Une tribune du journal Le Monde écrite par Pauline Londeix et Jérôme Martin, cofondateur de l’Observatoire de la transparence dans les politiques du médicament et Els Torreele docteur ès sciences et ancienne directrice de la campagne Access de Médecins sans frontières, affirme que « la course au vaccin peut compromettre toute réponse adéquate à la pandémie ». L’accélération des procédures de recherche en Chine, aux États-Unis ou encore en Russie ne semble pas être un modèle pertinent dans la recherche d’outils indispensables à la lutte contre la pandémie. À ce jour la recherche semble loin des promesses faites par de nombreux leaders internationaux et la course au vaccin apparait comme un satisfecit des stratégies de dominations géopolitiques ou encore financières des multinationales pharmaceutiques. Ainsi, la logique de concurrence semble prendre le dessus dans la course au vaccin et encourage l’opacité des échanges avec les laboratoires pharmaceutiques et l’absence de concertation entre les différents acteurs.

La course aux vaccins a pris un tour très politique aux États-Unis à l'approche de l'élection présidentielle. La société américaine de biotechnologie Moderna qui mène, aux cotés de Pfizer, un essai clinique de phase 3 pour un vaccin expérimental contre le Covid-19, a publié en fin de semaine dernière le protocole complet de l'essai. Moderna est la première société à répondre ainsi aux appels pour plus de transparence. Elle a ainsi annoncé avoir recruté 25.296 participants sur l'objectif de 30.000 et 10.025 participants ont déjà reçu leur seconde dose, qui doit être injectée 28 jours après la première. Toutefois, la société ne prévoit pas de résultats avant le mois de novembre. L'autre essai de phase 3 en cours aux États-Unis est mené par Pfizer, et un troisième était conduit par AstraZeneca, jusqu'à que les essais mondiaux de ce vaccin soient suspendus le 6 septembre dernier. Les essais ont repris au Royaume-Uni, au Brésil et en Afrique du Sud, mais pas aux États-Unis, sans explication.
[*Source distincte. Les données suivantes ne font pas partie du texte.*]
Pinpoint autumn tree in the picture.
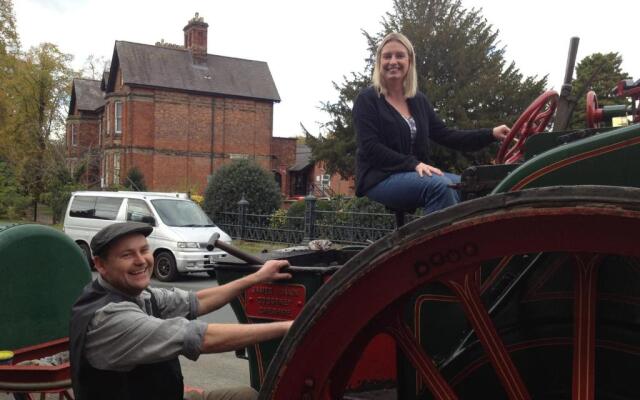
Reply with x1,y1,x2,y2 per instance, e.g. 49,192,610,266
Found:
0,0,20,156
4,43,72,219
308,0,546,177
570,53,630,129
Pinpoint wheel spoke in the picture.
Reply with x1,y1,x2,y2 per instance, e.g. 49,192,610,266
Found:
572,254,602,400
443,267,531,399
386,313,458,399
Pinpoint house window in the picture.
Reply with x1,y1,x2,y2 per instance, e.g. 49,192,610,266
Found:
106,104,111,136
100,154,109,188
113,153,120,185
114,101,122,134
318,174,331,189
71,124,78,146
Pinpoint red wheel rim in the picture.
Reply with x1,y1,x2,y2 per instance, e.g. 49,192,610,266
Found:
496,90,558,164
260,187,640,399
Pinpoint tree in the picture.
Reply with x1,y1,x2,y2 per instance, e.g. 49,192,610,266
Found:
124,167,147,192
204,160,282,214
0,157,29,220
570,53,630,129
303,73,371,179
0,0,20,155
3,43,72,220
308,0,546,177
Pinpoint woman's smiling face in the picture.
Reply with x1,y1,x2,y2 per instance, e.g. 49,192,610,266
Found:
380,40,410,84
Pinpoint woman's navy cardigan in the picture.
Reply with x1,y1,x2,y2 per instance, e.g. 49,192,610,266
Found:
353,87,495,196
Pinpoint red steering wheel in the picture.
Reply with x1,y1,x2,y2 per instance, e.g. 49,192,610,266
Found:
496,90,558,164
587,90,602,128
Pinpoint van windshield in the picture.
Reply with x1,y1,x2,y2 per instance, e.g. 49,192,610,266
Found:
151,199,215,227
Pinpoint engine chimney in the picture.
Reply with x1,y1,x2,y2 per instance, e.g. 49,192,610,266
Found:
182,13,209,63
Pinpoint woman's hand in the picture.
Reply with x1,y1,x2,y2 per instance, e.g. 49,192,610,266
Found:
492,125,511,142
416,163,442,176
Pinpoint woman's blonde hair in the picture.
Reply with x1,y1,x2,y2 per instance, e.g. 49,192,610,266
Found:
371,32,418,98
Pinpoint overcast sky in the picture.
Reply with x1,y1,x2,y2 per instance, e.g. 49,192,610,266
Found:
13,0,640,136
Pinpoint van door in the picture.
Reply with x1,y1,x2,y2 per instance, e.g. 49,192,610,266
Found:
125,198,163,251
64,195,124,244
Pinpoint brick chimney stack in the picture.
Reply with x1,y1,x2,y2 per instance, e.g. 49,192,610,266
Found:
182,13,209,62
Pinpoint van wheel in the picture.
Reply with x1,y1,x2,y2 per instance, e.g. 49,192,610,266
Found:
153,251,178,282
78,242,95,271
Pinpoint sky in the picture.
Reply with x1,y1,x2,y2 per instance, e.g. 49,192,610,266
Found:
13,0,640,137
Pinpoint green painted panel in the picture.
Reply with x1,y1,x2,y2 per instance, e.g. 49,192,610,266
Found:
0,224,91,349
493,124,640,193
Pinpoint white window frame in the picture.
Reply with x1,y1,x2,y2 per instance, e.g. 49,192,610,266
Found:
113,101,122,134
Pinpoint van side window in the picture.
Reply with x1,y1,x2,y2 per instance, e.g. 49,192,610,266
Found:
127,199,154,224
93,197,124,221
69,196,96,218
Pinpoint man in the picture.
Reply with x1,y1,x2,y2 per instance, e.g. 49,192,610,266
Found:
69,222,292,400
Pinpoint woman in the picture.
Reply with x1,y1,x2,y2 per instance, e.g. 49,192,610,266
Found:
353,33,509,213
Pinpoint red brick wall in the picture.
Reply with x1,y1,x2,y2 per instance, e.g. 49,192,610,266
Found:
113,87,273,193
271,137,298,198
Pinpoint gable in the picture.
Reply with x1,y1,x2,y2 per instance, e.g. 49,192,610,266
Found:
107,41,280,102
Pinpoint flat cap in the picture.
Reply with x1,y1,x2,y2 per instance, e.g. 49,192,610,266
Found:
91,222,153,256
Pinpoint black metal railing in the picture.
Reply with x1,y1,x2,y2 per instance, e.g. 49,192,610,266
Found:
211,195,416,244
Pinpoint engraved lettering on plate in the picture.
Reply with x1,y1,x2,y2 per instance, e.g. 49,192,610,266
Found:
245,283,306,320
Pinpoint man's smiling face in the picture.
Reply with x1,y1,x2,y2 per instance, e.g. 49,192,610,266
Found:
94,233,153,296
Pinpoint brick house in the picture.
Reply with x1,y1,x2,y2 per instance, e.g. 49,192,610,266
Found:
66,14,356,197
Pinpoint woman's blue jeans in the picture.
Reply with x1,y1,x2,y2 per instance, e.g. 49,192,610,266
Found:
366,171,460,214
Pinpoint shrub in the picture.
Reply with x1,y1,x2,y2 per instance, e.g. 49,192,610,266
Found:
203,160,282,214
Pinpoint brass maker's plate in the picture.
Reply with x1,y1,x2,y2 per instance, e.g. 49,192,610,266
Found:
245,283,306,321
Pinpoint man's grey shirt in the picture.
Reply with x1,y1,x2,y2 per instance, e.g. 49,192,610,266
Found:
85,276,207,371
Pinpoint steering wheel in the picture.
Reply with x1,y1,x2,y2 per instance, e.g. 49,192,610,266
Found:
587,90,602,128
496,90,558,164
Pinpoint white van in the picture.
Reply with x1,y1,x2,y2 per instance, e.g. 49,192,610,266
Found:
63,191,231,282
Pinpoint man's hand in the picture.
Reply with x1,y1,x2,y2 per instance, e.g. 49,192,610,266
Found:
416,163,442,176
254,260,291,283
492,125,511,142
Ce manque de transparence est également dénoncé par des eurodéputés. Depuis quelques mois, la Commission européenne discute, et ce sans rien dévoiler de ses échanges, avec plusieurs laboratoires pharmaceutiques afin de se constituer un portefeuille diversifié de vaccins potentiels contre le Covid-19. Elle s’est déjà entendue avec AstraZeneca et le tandem Sanofi-GSK mais la seule déclaration faisant suite fut le nombre de doses de vaccins qu’elle réservait (300 millions dans les deux cas). De plus, rien n’a filtré de la teneur de ses échanges avec CureVac, Johnson & Johnson, Moderna, et le tandem BioNtech Pfizer. Côté européen, l’équipe de négociation, hormis sa présidente, est tenue secrète pour « qu’ils ne soient pas harcelés par les lobbys ».